[Vision2020] Science Journal, 3 July 2015: "Contrasting futures for ocean and society from different anthropogenic CO2 emissions scenarios"

Ted Moffett starbliss at gmail.com
Sat Jul 11 19:19:24 PDT 2015

Note that ocean acidification from anthropogenic CO2 emissions, while
possibly linked to influencing global warming, is actually a separate
problem that is not directly caused by global warming, though it alone
justifies large scale CO2 emission mitigation efforts, even if global
warming were not occurring, though it nearly certainly is, also from
anthropogenic CO2 emissions.

*Science Daily *article on peer reviewed research as indicated in subject
heading first below, then lower down URL to* Science* Journal article with


The oceans can’t take any more: Fundamental change in oceans predicted

Our oceans need an immediate and substantial reduction of anthropogenic
greenhouse gas emissions. If that doesn't happen, we could see far-reaching
and largely irreversible impacts on marine ecosystems, which would
especially be felt in developing countries. That's the conclusion of a new
review study published today in the journal *Science*. In the study, the
research team from the Ocean 2015 initiative assesses the latest findings
on the risks that climate change poses for our oceans, and demonstrates how
fundamentally marine ecosystems are likely to change if human beings
continue to produce just as much greenhouse gases as before.

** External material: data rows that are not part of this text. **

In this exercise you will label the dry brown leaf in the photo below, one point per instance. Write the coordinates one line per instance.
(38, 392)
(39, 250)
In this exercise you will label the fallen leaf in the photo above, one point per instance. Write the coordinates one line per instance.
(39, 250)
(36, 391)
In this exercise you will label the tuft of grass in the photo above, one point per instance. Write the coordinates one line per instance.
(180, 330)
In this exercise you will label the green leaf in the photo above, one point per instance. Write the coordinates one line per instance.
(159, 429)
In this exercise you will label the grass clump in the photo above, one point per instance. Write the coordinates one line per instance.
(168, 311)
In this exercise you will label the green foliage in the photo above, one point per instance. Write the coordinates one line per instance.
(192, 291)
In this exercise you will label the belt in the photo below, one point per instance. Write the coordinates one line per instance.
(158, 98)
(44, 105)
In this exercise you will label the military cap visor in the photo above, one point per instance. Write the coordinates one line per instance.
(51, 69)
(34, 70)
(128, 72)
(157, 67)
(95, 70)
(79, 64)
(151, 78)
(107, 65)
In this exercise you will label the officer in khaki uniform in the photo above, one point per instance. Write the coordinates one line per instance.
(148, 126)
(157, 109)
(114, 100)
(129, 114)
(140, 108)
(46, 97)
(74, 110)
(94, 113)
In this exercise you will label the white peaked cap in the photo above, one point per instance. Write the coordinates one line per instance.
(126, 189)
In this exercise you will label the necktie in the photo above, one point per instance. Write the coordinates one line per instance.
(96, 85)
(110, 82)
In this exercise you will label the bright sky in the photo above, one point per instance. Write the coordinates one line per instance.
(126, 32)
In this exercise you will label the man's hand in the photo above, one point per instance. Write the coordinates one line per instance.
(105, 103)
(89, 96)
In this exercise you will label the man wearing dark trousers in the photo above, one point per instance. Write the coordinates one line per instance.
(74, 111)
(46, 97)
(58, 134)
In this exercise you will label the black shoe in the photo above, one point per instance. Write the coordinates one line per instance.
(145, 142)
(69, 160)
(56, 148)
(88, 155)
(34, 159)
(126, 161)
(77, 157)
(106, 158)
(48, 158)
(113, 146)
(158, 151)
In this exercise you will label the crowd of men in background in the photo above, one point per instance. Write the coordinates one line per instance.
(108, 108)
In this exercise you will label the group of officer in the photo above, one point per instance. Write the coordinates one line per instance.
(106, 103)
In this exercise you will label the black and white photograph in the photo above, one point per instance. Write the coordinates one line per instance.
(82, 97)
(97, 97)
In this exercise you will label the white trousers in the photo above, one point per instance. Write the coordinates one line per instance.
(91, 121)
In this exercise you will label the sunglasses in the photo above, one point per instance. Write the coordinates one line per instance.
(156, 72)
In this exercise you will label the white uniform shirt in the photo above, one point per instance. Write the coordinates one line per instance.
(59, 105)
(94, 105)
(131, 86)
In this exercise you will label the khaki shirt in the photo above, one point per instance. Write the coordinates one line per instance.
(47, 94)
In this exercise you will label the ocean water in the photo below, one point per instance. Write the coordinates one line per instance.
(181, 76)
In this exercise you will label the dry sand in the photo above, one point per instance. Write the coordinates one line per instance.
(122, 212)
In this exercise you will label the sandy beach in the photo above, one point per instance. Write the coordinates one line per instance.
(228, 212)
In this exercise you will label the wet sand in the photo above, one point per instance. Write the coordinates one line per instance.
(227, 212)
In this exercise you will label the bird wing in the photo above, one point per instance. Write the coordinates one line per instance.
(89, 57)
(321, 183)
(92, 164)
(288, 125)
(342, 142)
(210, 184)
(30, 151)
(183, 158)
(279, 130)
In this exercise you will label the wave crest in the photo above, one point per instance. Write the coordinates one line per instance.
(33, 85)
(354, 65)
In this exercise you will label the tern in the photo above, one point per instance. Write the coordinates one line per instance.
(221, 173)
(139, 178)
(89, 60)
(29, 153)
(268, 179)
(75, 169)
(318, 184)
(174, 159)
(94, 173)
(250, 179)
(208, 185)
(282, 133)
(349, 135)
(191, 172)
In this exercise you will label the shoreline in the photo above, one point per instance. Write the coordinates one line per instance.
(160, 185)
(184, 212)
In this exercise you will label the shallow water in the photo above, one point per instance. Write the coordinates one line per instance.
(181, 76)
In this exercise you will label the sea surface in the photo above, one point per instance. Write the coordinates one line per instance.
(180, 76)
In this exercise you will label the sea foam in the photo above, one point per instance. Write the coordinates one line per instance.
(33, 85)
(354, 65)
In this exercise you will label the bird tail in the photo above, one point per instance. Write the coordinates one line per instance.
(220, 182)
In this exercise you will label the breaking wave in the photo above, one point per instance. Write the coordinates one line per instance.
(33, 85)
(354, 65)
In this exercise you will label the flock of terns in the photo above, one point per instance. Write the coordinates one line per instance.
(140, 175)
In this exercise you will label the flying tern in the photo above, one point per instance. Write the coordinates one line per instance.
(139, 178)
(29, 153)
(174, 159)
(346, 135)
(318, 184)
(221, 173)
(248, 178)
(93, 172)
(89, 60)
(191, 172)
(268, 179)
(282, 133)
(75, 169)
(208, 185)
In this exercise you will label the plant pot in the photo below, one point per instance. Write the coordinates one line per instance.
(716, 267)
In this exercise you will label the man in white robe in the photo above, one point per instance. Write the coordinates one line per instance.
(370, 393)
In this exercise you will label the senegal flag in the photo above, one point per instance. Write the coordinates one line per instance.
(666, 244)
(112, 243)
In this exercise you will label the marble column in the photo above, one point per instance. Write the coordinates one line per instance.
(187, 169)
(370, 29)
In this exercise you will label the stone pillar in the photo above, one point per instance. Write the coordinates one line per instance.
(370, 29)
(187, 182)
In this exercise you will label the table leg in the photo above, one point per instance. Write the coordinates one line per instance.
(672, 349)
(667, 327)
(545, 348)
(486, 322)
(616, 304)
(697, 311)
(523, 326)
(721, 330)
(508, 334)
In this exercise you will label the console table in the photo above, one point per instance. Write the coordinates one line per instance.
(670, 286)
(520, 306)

*Science 3 July 2015: Vol. 349 no. 6243 DOI:
10.1126/science.aac4722                         *
Contrasting futures for ocean and society from different anthropogenic CO2
emissions scenarios Abstract

The ocean moderates anthropogenic climate change at the cost of profound
alterations of its physics, chemistry, ecology, and services. Here, we
evaluate and compare the risks of impacts on marine and coastal
ecosystems—and the goods and services they provide—for growing cumulative
carbon emissions under two contrasting emissions scenarios. The current
emissions trajectory would rapidly and significantly alter many ecosystems
and the associated services on which humans heavily depend. A reduced
emissions scenario—consistent with the Copenhagen Accord’s goal of a global
temperature increase of less than 2°C—is much more favorable to the ocean
but still substantially alters important marine ecosystems and associated
goods and services. The management options to address ocean impacts narrow
as the ocean warms and acidifies. Consequently, any new climate regime that
fails to minimize ocean impacts would be incomplete and inadequate.